I’m still going to the control room, but we’ve installed lots of precautions to reduce any risk of infection. Face masks, hand sanitiser and I’m washing my hands a lot. Some desks are closer, so they have plastic barriers. There is even a one-way system in and out of the control room!

My colleagues have been brilliant in not taking any risks at work and social distancing whenever not at home. Like all people they’ve also been keeping at home during lockdown when not working in the control room. We don’t take any risks personally because we don’t want to infect our family or control room colleagues.

I normally work between two control rooms. One is when I’m doing my energy role and one for strategy. During lockdown we have a ‘home’ control room so I don’t switch between control rooms as I usually would.

I work shifts which are good for me. I have two children aged 5 and 7 and I used to do half a day helping my kids’ class at the European school. I work with the teacher and teaching assistant mainly with reading. With the schools being shut I’ve not been able to do that, and I really miss it.

Not having a 9-5 job allows me to help with homework and do the school runs and really helps with my family life.

What effect has coronavirus had on the relationship with your team?

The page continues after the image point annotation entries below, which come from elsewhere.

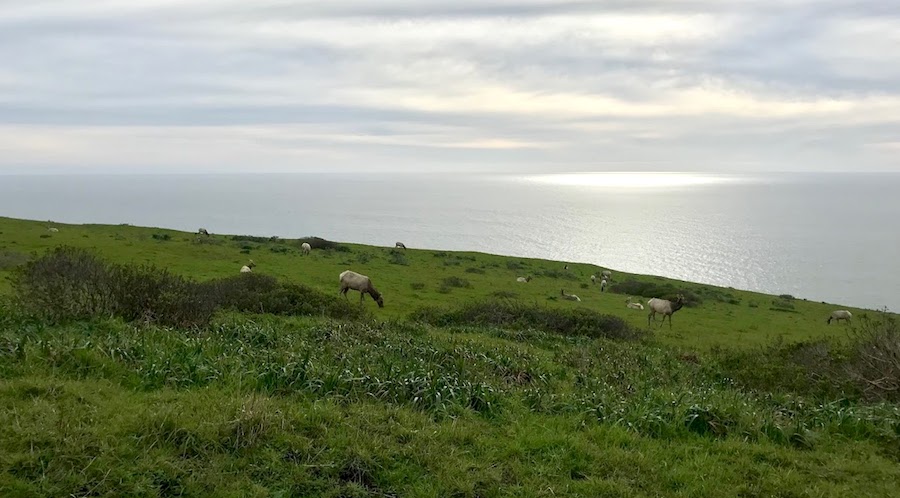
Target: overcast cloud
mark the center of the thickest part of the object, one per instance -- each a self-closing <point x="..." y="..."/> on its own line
<point x="265" y="85"/>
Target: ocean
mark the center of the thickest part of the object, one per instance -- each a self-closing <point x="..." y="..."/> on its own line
<point x="824" y="237"/>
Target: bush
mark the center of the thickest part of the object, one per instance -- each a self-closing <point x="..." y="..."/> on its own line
<point x="866" y="367"/>
<point x="874" y="363"/>
<point x="519" y="316"/>
<point x="12" y="259"/>
<point x="515" y="265"/>
<point x="249" y="238"/>
<point x="397" y="258"/>
<point x="782" y="305"/>
<point x="255" y="293"/>
<point x="456" y="282"/>
<point x="73" y="284"/>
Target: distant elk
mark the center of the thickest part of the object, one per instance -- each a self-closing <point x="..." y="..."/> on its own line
<point x="840" y="315"/>
<point x="665" y="307"/>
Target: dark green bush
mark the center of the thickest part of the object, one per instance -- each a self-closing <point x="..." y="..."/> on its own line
<point x="73" y="284"/>
<point x="866" y="367"/>
<point x="249" y="238"/>
<point x="397" y="258"/>
<point x="561" y="274"/>
<point x="11" y="259"/>
<point x="456" y="282"/>
<point x="516" y="315"/>
<point x="255" y="293"/>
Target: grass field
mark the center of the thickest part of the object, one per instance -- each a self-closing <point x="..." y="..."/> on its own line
<point x="413" y="278"/>
<point x="741" y="398"/>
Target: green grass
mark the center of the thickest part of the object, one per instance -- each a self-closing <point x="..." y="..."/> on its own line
<point x="443" y="276"/>
<point x="534" y="397"/>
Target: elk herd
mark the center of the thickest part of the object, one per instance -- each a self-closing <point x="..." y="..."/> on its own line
<point x="350" y="280"/>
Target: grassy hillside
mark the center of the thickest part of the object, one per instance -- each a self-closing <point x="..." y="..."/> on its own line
<point x="415" y="278"/>
<point x="459" y="400"/>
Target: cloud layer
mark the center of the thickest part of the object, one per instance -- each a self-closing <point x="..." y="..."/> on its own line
<point x="225" y="85"/>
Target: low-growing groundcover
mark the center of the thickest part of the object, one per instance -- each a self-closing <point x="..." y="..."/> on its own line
<point x="265" y="405"/>
<point x="120" y="379"/>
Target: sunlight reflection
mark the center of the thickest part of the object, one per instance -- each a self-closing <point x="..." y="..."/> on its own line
<point x="630" y="180"/>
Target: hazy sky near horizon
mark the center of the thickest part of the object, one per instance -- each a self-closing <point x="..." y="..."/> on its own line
<point x="486" y="85"/>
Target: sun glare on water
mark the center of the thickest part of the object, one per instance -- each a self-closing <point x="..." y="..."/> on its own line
<point x="629" y="180"/>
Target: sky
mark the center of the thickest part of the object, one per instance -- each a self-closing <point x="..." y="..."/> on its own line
<point x="200" y="86"/>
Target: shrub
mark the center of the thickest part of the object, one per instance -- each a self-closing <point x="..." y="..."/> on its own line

Lots of video calls! Normally I’d talk to colleagues a lot face to face. I haven’t seen many of my colleagues for three months now.

When I’m not in the control room I’m working from home.

Biggest changes you have made since lockdown?

I’m missing going into the school. My daughter is allowed back but my son isn’t, so we’ve kept them both off. My wife is furloughed so she can look after them when I’m working.

All my holiday plans were cancelled, and I’ve been stuck at home when not working. Going to the control room has been a nice break from that.

What’s the first think you’ll do after lockdown ends?

Get out of the house more. I’m looking forward to visiting my family in Spain.